Book reviews, Comments, Culture, In Focus

A likeable conservative

“The recognitions” by William Gaddis has been around since 1955 but – not helped by being almost a thousand pages long – it remains a novel that is mostly unread.

 

Sean Sheehan

 

Like “Ulysses”, part of the reason it has acquired a reputation for being difficult is that readers navigate the early chapters but then gradually surrender to what is felt to be a density of language and a meandering plot

Just as Joyce’s novel can be enjoyed to the end with the help of annotations, “The recognitions” can be read in its entirety with the assistance of Stephen Moore’s reader’s guide.

Help, though, is not needed with the early chapters set in the 1920s about Reverend Gwynn and the death of his wife due to appendicitis and a bogus doctor. Gwynn’s son, Wyatt, is brought up with the help of an ultra-religious aunt but he shrugs off her fundamentalism and takes to painting forgeries of old masters, finding and recognising originality through imitation.

There is a temptation to skim and skip sections of the novel and Moore’s online summaries are useful for getting back on track and finishing what is a contender for the quintessential bedside book.

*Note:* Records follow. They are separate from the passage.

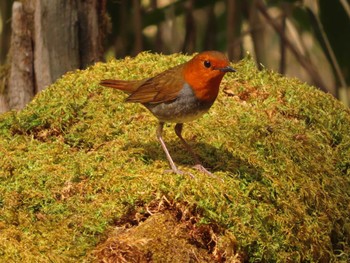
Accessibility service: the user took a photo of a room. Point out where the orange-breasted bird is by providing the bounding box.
[100,51,235,175]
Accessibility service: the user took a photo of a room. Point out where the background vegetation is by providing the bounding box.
[0,53,350,262]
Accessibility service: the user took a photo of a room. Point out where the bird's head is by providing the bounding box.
[183,51,235,101]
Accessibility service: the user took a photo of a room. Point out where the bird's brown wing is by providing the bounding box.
[100,79,143,94]
[126,64,185,104]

Curiosity about the author will lead to “The letters of William Gaddis” and they reveal a singular man whose younger years were taken up with an obsession to travel, first in his own country and then Mexico, Central America and Europe, partly financed by constant cadging of money from his mother.

Eventually returning to New York, he writes of joining a library in 1951 and reading about “forgeries, counterfeiting, faking, imposture, fraud” – all of which will become the subject matter of his novel.

Four years later, seemingly oblivious to what happened at Hiroshima and Nagasaki, he sends a copy to Robert Oppenheimer, praising the physicist for an address he gave (available here) at a university function.

Gaddis, quoting Oppenheimer, says his novel shows “the integrity of the intimate, the detailed, the true art, the integrity of craftsmanship and preservation of the familiar, of the humorous and the beautiful”.

The words (however bizarre an aesthetic from the mind of the ultimate bomb maker) provide an insight into “The recognitions” as the work of a disillusioned conservative aghast at living in a fallen world.

The richness of literary and cultural allusions in the novel embody the idea of art as resistance to a commodity culture where production, as one of his characters puts it, is designed “with only its wearing out and replacement in view, and that replacement to be replaced.”

When a broken piece of pottery is found from a Roman colony in North Africa, its use value, as something made to last, transcends its exchange value and the “tyranny of business enterprise.”

In a letter to an editor friend and his wife, he asks “why am I always the Best Unknown Writer in America?”

“The recognitions”, by William Gaddis, is published by New York Review of Books and so also is “The letters of William Gaddis.